Today, thanks to Hollywood promotions, a certain degree of verbal inflation has taken hold. Even people with walk-on roles are called 'stars' while the leading actors are 'superstars', even if the show is an obscure drama on cable TV with an audience of ten, including the superstar's mother. As a result increasingly desperate attempts are made to define people of whom the general public has actually heard. 'Megastar' is the current favourite, though this is less popular with the digital generation to whom a megabyte is actually rather tiny. 'Gigastar' has already been taken by a satiric comedian, so I'll be interested to see what the publicity machines come up with next.
In rather the same way, have you noticed the hunt for rare metals among the credit card companies?

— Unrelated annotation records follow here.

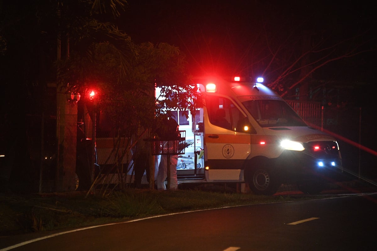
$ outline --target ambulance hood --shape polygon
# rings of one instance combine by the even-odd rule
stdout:
[[[287,139],[302,143],[311,141],[335,141],[333,136],[310,126],[266,127],[263,128],[265,134],[280,136]]]

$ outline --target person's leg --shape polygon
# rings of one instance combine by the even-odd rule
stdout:
[[[166,186],[165,184],[165,181],[167,176],[167,167],[166,166],[167,156],[166,155],[161,155],[160,164],[158,166],[158,173],[157,174],[157,190],[166,190]]]
[[[176,190],[178,189],[178,181],[177,180],[177,164],[178,163],[178,155],[172,155],[170,158],[170,189]]]

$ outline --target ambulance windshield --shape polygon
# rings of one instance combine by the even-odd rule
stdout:
[[[307,126],[291,106],[282,100],[260,99],[242,103],[262,127]]]

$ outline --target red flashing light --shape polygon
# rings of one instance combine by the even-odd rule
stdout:
[[[97,92],[93,90],[88,90],[87,93],[87,97],[89,100],[93,100],[97,94]]]

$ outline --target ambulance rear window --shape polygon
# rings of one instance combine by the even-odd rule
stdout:
[[[307,125],[292,108],[282,100],[254,100],[242,103],[262,127]]]

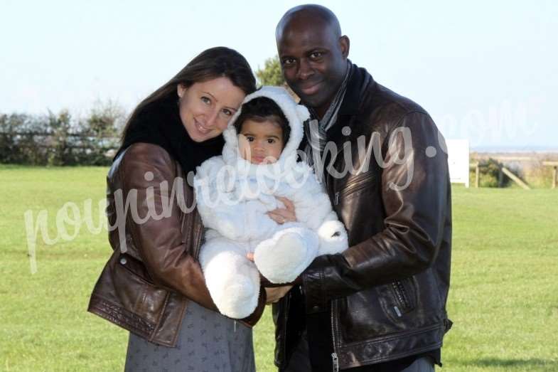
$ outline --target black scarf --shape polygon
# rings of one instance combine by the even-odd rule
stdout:
[[[225,144],[222,136],[203,142],[193,141],[182,124],[178,101],[178,96],[173,93],[141,109],[130,124],[114,159],[132,144],[156,144],[178,161],[188,176],[208,159],[220,155]]]

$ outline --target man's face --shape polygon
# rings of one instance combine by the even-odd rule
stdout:
[[[278,34],[277,49],[287,84],[322,117],[345,77],[348,38],[299,18]]]

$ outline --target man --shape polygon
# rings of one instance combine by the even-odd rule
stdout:
[[[285,80],[318,120],[303,149],[350,247],[317,257],[274,304],[275,363],[289,372],[433,371],[451,325],[443,139],[424,109],[350,63],[329,9],[289,10],[276,39]]]

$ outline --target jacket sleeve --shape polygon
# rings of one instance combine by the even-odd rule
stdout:
[[[119,171],[123,196],[131,203],[127,228],[152,279],[157,285],[218,311],[199,262],[189,254],[193,250],[183,241],[180,207],[176,198],[168,196],[178,176],[176,162],[161,147],[147,144],[131,147],[122,162]],[[254,314],[257,319],[244,320],[255,322],[261,312],[259,307]]]
[[[443,139],[430,117],[421,112],[407,114],[390,137],[382,150],[379,186],[385,229],[343,253],[314,260],[302,275],[308,312],[326,310],[333,298],[421,272],[438,254],[449,213]]]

Where once credit cards were silver or gold, the new standard is platinum. Unfortunately after that rare metals become rather toxic and obscure. A Gadolinium Credit Card actually sounds rather impressive, but advertising inflation has settled for the more mundane 'Platinum plus'.
|15 March 2015|
|A Good-humoured Blog|
|Do you have a sense of humour? Actually, you should have four humours, because the ancients believed that the 'humours' were actual fluids in the body. 'Humour' and 'humid' have the same etymological root. Though today we associate humour with fun and amusement, humours need not be so pleasant. Melancholy is also a humour – once believed to be caused by too much black bile in the body. When you think about it, if humour was always pleasant, we would not refer to a personality as 'good-humoured', since 'good' would be redundant. |
Even today, although we do not use 'humour' as a class, we refer to character types in that class by their 'humour'. If someone is 'sanguine' about a result, it is because blood as a humour makes one cheerful, optimistic and carefree. On the other hand a phlegmatic person is calm, thoughtful and patient. We have seen that black bile makes us melancholy, but yellow bile was supposed to make a person choleric – restless, irritable and unsociable. These character classes were called 'temperaments', which is why today someone whose mood changes quickly through the classes is called 'tempermental'.

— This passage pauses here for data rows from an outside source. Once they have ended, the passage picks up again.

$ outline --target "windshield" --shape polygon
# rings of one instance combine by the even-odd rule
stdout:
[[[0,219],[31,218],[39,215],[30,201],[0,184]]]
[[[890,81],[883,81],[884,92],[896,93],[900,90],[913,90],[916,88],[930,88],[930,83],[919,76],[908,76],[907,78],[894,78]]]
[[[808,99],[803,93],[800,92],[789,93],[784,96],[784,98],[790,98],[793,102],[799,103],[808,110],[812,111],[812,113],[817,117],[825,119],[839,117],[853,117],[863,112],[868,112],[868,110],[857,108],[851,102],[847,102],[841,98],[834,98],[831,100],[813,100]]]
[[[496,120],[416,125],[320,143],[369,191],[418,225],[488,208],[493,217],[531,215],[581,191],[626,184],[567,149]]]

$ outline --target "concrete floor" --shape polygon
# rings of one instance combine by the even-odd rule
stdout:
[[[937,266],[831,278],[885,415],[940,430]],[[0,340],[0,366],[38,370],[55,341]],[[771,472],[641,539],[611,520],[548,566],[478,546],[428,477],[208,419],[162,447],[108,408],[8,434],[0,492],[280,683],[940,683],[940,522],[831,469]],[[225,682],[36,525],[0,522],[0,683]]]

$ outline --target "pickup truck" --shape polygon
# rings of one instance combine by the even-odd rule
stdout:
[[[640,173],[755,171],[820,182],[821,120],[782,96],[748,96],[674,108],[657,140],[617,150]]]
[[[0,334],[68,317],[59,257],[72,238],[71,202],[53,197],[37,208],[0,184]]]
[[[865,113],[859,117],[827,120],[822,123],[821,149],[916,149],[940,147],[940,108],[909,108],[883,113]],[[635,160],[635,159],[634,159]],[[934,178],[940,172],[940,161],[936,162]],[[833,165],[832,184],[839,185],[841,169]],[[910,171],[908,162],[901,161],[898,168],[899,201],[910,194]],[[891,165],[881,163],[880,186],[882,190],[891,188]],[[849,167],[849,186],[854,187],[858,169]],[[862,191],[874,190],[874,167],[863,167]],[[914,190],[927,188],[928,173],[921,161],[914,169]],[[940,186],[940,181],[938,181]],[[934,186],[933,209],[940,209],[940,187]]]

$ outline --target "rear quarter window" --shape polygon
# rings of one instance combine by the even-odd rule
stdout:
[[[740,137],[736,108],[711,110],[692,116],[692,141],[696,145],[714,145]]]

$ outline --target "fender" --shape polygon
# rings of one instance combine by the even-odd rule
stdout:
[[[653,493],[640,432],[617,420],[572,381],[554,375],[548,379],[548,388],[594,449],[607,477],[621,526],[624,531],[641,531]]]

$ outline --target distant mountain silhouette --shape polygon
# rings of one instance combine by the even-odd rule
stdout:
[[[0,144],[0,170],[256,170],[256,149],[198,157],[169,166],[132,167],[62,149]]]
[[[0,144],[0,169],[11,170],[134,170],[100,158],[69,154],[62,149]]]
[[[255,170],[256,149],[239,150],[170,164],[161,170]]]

So how did the four humours condense into one idea with the meaning of light, funny and amusing? Well, the change came in the late Middle Ages, when humour started to be associated with mood. If the balance of the four humours in a body changed, the person might become 'ill-humoured', and sad or irritable. However, it was noted that a person's body fluids could be brought back into balance by managing that person's emotions. You just had to 'humour' him.
So humour evolved into something changeable, easily attracted to an idea and as easily distracted. Of course if something was light and amusing, it was more likely to be attractive, and so came to be described as humorous.